HTTP/S bookmarks retiring

You would create WAF Rule with Backend Authentication. 

https://community.sophos.com/kb/en-us/126470

The WAF will only provide access to the http site (as HTTPS), if you are authenticated. 

Looks promising. Thank you.

This seems like a huge step in the WRONG direction. We recently purchased an XG firewall for a customer with a 3 year Enterprise Protect Plus plan with this feature as a main selling point. Now you are telling me we will have to upgrade to Total Protect just so we can allow the customer to access web servers behind the firewall? What about the ease of use and simplicity of the User Portal? How does that fit in with WAF? We too may now need to consider going with another vendor of firewalls as this was a feature we were planning on promoting to allow our clients to access their internal web servers remotely in a controlled and secure manner. You are supposed to be innovating and adding new features or improving existing ones, not taking them away. Please leave this feature in place even if you don't plan on improving or fixing it, at least we can keep using it the way it is. This reminds me a lot of Windows a few years back when we all stopped updating because we did not want to LOSE functionality, I sure hope Sophos isn't going down that road.

Hi Luca,

the bookmarks are very usefull because they are...well...bookmark available in the user portal and protect the web services from the Internet with a SSL VPN.
In this way the services are always available to the employees/customers/whoever, with just credential and OTP.

https://community.sophos.com/kb/en-us/133872

Luca, thanks for the link.

I really don't know anything about the risk of cross-site scripting, so I can't comment about that.

But still, the access to internal web pages with the HTTP/S bookmarks was VERY VERY VERY usefull, especially for users that access from anywhere with just a browser (with no possibility to establish a VPN). In the portal they could have "had" access to all the web services, in a secure way, with just 1 URL in mind: portal.company.com

That proofs that there will be no replacement for WebProxy with OTP authentication. Are you sure you want to retire functionality that you already sold to customers?  That could become expensive for Sophos (e.g. compensation) as this is done fully knowing about what it means!

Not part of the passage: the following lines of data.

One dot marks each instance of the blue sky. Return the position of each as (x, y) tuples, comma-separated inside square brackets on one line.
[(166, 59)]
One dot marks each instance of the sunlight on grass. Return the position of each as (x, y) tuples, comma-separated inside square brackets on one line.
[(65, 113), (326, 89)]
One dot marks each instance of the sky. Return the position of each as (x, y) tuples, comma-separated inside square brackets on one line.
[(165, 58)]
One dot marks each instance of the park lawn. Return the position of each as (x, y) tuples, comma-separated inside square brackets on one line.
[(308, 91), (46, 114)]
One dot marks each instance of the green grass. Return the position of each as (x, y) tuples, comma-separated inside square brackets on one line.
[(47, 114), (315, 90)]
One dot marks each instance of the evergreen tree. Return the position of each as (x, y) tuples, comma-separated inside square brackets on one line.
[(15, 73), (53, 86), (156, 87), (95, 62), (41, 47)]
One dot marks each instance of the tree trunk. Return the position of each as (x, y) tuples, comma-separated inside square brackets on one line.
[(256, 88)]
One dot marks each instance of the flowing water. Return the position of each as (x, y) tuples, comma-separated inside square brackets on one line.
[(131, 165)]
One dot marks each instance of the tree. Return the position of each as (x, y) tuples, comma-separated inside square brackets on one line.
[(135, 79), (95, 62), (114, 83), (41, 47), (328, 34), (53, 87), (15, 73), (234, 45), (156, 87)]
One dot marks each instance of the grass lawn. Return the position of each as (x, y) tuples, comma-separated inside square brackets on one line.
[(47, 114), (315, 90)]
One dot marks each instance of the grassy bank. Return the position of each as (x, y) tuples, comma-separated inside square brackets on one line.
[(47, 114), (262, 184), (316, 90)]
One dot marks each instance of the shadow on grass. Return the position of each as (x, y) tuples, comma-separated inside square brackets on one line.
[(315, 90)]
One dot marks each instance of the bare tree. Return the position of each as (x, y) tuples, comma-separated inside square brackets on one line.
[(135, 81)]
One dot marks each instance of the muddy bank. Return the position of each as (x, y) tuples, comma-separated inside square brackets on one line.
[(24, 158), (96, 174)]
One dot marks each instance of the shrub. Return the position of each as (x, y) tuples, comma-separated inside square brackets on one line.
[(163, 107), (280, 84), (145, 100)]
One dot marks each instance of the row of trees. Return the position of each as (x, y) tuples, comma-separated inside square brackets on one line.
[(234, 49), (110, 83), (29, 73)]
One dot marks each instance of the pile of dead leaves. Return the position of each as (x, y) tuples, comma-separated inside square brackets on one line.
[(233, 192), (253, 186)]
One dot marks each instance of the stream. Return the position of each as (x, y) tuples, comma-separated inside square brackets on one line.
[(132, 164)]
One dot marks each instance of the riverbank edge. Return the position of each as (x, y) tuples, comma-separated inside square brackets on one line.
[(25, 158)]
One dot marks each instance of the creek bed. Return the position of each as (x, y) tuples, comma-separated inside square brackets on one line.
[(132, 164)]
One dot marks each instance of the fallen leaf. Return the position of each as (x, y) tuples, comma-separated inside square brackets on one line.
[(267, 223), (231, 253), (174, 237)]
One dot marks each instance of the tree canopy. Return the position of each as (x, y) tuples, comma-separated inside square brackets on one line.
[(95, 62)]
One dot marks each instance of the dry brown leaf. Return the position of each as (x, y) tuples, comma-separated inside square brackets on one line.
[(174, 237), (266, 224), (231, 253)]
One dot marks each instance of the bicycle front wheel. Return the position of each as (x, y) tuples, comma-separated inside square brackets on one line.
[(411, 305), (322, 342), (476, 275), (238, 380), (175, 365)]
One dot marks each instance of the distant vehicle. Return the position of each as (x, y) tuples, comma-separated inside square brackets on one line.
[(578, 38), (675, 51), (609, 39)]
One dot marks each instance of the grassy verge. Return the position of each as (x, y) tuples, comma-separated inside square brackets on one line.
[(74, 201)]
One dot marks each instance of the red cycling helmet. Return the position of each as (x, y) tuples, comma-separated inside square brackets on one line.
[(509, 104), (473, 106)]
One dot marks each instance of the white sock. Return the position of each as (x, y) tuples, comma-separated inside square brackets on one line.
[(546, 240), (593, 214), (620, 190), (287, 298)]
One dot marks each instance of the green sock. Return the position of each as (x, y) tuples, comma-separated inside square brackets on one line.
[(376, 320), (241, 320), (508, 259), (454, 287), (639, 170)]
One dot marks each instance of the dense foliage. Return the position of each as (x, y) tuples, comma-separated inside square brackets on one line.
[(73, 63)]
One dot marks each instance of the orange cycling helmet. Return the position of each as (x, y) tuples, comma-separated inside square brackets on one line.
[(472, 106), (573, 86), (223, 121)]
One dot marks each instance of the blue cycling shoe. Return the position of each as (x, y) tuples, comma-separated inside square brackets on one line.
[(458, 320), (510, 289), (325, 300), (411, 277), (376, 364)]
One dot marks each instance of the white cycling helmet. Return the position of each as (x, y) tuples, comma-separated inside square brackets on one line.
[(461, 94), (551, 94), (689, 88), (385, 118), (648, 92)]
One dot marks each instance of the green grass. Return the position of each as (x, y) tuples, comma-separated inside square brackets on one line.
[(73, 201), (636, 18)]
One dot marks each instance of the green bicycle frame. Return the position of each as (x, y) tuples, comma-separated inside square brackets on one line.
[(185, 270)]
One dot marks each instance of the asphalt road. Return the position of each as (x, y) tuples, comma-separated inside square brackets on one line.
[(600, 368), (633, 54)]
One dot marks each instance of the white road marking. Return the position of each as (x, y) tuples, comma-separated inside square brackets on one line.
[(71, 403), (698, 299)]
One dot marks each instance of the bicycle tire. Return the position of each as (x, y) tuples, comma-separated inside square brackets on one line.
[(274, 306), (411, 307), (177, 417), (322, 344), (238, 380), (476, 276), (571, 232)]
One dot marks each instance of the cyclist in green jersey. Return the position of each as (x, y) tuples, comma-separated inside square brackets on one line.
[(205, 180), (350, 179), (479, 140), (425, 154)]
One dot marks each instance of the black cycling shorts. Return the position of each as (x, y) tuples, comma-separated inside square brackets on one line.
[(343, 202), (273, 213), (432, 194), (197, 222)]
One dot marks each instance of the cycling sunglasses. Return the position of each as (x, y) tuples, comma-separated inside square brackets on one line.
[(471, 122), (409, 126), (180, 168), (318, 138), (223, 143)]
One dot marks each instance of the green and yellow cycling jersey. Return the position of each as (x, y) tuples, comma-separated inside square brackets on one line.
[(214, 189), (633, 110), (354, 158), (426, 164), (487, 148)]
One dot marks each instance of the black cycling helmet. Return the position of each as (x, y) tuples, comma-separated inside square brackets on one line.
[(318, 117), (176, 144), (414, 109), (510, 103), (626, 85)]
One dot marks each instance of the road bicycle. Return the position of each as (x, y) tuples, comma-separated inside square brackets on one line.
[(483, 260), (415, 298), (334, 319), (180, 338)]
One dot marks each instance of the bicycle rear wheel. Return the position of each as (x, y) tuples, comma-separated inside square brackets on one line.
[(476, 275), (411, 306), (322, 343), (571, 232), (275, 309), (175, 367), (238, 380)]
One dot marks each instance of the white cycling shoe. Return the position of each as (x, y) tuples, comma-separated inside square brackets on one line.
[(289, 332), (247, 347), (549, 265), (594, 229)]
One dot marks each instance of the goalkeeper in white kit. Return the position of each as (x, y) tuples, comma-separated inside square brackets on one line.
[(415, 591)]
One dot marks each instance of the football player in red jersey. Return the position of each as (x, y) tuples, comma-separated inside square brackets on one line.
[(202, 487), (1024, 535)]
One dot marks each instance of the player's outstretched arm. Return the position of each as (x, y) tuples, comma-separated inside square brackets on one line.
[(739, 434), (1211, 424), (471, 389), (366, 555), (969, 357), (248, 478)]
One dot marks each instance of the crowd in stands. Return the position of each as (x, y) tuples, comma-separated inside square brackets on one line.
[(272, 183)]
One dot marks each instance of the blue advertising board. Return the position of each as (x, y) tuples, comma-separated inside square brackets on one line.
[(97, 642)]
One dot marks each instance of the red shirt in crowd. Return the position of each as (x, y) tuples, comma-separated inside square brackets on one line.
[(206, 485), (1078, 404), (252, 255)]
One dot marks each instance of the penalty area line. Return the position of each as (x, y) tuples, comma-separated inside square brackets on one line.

Hmm i dont understand whats going on here. We have an ancient sonicwall SSL vpn that was EOL a long time ago. We have users using it for a clientless vpn. They can do RDP and in theory, there are bookmarks that work to our internal webservers which we do not let outside the firewall (such as intranet, hvac control, etc, as an example).

I started to set up a clientless VPN on our XG 330. I got to this point, but it seems that the XG330 has the same problem as my sonicwall, its not making an SSO connection.

So i  am trying to troubleshoot that and I see this message about HTTPS bookmarks being depreciated? I don't get it. How would one allow users on the clientless VPN to access internal websites? The WAF (web application firewall) article that is linked on the previous page, seems to be just for punching holes in the firewall, like what i would do to provide an external service access in. Has nothing to do with a user portal bookmark.

So how do i achieve accessing internal web services from an authenticated portal which is clientless? Are you saying you are removing this functionality and it won't be possible anymore? I see allusions to another product or license that can achieve this. Instead of buying a new appliance, i would be willing to spend money to get this working with existing gear. But can someone tell me if its possible and or direct me to a setup guide for this feature? I don't want to spend time setting up the bookmarks if they will just be obsoleted!

it all seems a bit weird.

Is it because you guys cant figure out how to proxy SSO that this is being removed? because thats the problem my sonicwall has. With most services going to SSO it is a must have feature for a clientless vpn for us!!!